Lessons from convex optimization

In the last four weeks, I taught about convex optimization to my bioinformatics students. Since this topic is of general interest to those working with data and models, I will try to summarize the main points that the 'casual optimizer' should know. For a much more comprehensive overview, I refer to the excellent textbook of Boyd and Vandenberghe referenced below.

Convex functions

A convex set $\mathcal{C}$ is a set for which every element on a line segment connecting two points $\mathbf{x},\mathbf{x}'\in\mathcal{C}$ is also in this set.

A convect function $f$ is a function for which the input domain is convex and for which it holds that

f(\theta\mathbf{x}+(1-\theta)\mathbf{x}')\leq \theta f(\mathbf{x})+(1-\theta)f(\mathbf{x}')\quad \forall \theta\in[0,1]\,,

meaning that any line segment connecting two points on this curve lies above the curve.

A convex function.

If the function is differentiable it also holds that the first-order Taylor approximation lies below the curve:

f(\mathbf{x})\geq f(\mathbf{x}')+\nabla f(\mathbf{x}')^\top(\mathbf{x}-\mathbf{x}')\,.

Convex functions are nice because when it has a minimum, this minimum is a global minimum. Such functions frequently arise in statistics and machine learning. Many machine learning methods, such as the support vector machine, are specifically posed as convex optimization problems.

Quadratic function

An important special case of convex functions are quadratic minimization problems:

\min_\mathbf{x}\,\frac{1}{2}\mathbf{x}^\top P \mathbf{x} + \mathbf{q}^\top\mathbf{x} + r\,,

with $P$ symmetric and positive-definite (i.e. all eigenvectors are greater than zero).

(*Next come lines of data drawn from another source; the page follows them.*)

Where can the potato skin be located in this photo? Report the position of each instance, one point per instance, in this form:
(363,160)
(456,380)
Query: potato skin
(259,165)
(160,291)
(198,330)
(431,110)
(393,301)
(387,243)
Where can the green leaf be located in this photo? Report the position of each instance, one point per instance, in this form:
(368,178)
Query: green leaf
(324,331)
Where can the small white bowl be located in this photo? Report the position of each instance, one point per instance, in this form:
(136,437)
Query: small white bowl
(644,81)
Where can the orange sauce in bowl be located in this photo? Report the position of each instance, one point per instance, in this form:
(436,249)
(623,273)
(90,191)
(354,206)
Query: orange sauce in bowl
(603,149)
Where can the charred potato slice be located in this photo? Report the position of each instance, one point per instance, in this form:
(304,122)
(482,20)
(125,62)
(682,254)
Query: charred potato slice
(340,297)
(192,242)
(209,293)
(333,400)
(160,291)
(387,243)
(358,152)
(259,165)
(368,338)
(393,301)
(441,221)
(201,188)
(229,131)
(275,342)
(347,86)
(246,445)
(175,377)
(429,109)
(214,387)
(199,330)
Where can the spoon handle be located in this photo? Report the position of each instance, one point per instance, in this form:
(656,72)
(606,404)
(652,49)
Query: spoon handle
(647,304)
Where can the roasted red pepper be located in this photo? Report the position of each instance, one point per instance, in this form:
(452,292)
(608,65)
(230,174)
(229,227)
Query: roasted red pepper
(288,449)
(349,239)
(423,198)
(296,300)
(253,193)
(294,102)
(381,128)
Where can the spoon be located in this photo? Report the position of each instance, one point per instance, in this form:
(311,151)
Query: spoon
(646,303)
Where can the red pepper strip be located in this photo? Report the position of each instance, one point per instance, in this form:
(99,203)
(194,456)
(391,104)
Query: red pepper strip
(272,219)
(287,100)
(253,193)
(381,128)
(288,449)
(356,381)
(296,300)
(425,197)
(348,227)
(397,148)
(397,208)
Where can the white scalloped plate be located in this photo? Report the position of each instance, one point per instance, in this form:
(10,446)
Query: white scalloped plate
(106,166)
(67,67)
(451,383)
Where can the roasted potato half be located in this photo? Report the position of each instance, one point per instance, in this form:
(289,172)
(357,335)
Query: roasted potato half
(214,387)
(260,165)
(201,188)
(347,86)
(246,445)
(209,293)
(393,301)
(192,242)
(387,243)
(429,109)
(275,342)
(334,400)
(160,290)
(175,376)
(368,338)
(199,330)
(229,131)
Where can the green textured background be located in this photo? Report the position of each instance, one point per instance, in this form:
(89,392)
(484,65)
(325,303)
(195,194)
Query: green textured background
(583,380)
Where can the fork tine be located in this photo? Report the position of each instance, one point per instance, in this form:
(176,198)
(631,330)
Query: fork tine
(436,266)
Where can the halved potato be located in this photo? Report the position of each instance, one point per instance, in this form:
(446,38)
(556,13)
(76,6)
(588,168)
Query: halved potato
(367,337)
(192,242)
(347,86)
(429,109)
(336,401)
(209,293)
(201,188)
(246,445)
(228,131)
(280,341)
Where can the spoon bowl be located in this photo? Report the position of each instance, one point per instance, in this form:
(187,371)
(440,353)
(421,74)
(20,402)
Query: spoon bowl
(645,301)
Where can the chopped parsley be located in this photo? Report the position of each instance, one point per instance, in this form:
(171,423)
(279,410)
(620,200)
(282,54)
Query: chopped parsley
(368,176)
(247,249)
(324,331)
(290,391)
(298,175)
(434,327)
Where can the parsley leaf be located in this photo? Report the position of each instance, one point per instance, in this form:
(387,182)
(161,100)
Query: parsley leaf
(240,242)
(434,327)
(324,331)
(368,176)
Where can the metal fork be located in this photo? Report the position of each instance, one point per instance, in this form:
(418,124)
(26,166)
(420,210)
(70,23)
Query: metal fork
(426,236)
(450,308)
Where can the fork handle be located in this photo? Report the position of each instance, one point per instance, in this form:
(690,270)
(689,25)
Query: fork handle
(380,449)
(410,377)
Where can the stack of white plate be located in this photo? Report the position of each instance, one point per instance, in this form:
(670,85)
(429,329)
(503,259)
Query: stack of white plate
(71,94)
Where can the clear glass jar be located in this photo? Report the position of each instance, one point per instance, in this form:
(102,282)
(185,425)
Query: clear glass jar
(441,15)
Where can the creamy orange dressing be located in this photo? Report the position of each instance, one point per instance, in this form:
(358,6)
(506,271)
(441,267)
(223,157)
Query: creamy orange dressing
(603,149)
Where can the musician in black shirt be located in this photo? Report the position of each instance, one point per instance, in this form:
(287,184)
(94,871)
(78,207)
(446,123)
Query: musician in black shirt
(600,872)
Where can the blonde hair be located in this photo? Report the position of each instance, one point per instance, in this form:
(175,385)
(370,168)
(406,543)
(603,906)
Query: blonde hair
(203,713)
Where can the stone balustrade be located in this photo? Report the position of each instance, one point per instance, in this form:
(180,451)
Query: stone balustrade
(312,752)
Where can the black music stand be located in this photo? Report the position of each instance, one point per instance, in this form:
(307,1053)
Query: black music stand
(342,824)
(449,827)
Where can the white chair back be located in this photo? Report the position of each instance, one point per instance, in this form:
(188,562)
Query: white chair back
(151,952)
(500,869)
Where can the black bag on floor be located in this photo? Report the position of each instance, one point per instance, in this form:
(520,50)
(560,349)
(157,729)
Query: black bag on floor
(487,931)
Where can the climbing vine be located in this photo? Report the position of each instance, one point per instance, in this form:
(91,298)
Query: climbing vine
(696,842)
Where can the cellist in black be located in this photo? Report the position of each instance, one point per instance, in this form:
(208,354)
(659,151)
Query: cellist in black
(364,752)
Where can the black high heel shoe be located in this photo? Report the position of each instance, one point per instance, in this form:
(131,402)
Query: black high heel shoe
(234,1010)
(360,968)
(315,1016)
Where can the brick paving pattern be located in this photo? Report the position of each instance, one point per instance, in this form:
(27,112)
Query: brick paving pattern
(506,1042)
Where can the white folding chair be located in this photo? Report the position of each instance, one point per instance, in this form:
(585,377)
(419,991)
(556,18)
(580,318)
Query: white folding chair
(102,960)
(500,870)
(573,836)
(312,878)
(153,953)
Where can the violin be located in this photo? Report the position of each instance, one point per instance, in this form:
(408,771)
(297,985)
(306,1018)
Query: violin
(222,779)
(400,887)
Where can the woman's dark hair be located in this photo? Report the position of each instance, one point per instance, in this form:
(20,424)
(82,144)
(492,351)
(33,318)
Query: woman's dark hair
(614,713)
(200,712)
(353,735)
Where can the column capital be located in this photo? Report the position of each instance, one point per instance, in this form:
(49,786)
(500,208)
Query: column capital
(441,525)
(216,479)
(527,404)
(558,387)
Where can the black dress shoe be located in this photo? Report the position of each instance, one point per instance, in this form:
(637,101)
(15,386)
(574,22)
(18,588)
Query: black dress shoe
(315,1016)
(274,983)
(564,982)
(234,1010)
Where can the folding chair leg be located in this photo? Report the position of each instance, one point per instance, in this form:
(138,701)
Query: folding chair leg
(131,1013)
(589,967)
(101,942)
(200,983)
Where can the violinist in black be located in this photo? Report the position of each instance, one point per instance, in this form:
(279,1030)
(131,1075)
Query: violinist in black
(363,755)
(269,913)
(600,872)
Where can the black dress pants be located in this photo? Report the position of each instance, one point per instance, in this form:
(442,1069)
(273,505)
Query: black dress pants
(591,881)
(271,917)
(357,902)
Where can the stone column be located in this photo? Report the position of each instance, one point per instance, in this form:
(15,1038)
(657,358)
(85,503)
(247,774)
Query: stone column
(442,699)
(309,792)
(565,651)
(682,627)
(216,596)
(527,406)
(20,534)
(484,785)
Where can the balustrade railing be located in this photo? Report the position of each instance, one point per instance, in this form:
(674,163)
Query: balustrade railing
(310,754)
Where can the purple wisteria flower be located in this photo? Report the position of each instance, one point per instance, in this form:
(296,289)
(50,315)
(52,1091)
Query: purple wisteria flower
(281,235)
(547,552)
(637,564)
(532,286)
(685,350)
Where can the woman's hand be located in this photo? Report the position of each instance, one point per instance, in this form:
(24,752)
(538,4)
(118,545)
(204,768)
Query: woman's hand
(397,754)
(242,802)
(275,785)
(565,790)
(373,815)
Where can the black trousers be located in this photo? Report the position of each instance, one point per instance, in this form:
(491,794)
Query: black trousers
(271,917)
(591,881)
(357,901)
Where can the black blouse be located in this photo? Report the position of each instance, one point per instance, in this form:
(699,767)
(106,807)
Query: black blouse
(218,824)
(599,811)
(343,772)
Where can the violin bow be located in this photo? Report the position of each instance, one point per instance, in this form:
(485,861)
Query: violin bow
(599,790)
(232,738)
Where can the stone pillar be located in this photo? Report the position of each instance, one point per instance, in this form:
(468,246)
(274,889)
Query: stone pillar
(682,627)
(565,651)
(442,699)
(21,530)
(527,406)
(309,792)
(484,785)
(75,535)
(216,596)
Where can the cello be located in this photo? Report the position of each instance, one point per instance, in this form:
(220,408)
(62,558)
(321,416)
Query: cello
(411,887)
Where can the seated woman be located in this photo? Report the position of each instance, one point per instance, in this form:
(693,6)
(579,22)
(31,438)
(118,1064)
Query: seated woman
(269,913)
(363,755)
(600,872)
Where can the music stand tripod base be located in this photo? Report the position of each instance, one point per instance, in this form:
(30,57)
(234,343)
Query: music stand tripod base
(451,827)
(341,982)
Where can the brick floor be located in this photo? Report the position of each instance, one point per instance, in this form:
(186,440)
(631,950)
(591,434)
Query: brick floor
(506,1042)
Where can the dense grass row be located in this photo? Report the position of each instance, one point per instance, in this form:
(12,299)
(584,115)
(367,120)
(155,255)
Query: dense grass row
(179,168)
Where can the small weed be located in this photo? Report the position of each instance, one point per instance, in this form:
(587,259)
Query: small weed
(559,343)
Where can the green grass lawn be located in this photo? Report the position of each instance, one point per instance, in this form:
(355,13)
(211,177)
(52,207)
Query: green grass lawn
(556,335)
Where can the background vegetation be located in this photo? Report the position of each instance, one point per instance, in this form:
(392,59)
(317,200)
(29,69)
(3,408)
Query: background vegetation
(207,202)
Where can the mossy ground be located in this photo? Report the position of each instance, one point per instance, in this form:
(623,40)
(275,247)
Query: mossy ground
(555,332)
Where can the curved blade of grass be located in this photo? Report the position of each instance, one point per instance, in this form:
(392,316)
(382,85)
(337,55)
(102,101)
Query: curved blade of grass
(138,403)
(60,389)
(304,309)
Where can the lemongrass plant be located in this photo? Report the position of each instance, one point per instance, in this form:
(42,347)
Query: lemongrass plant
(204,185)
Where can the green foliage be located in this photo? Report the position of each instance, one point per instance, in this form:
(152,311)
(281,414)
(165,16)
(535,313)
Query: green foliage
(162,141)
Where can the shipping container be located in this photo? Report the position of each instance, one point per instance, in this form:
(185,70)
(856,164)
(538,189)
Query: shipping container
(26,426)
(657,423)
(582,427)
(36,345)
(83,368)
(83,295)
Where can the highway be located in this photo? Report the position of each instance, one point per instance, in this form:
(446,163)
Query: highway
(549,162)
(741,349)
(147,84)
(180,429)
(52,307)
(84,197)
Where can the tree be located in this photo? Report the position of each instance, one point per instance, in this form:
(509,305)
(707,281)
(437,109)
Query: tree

These have a closed-form solution:

\mathbf{x}^\star = -P^{-1}\mathbf{q}\,.

Quadratic systems are important for least-squares-based learning and in certain graph problems. From a theoretical point of view, they are important because convex problems can be closely approximated by quadratic functions near their minimum, the region we are interested in!

General descent algorithms

For general convex optimization problems, one usually uses descent algorithms. The pseudocode of the general algorithm is given below.

given a starting point $\mathbf{x}$
repeat

Determine descent direction $\Delta \mathbf{x}$

Line search. Choose $t>0$ .

Update. $\mathbf{x}:=\mathbf{x} + t \Delta \mathbf{x}$ .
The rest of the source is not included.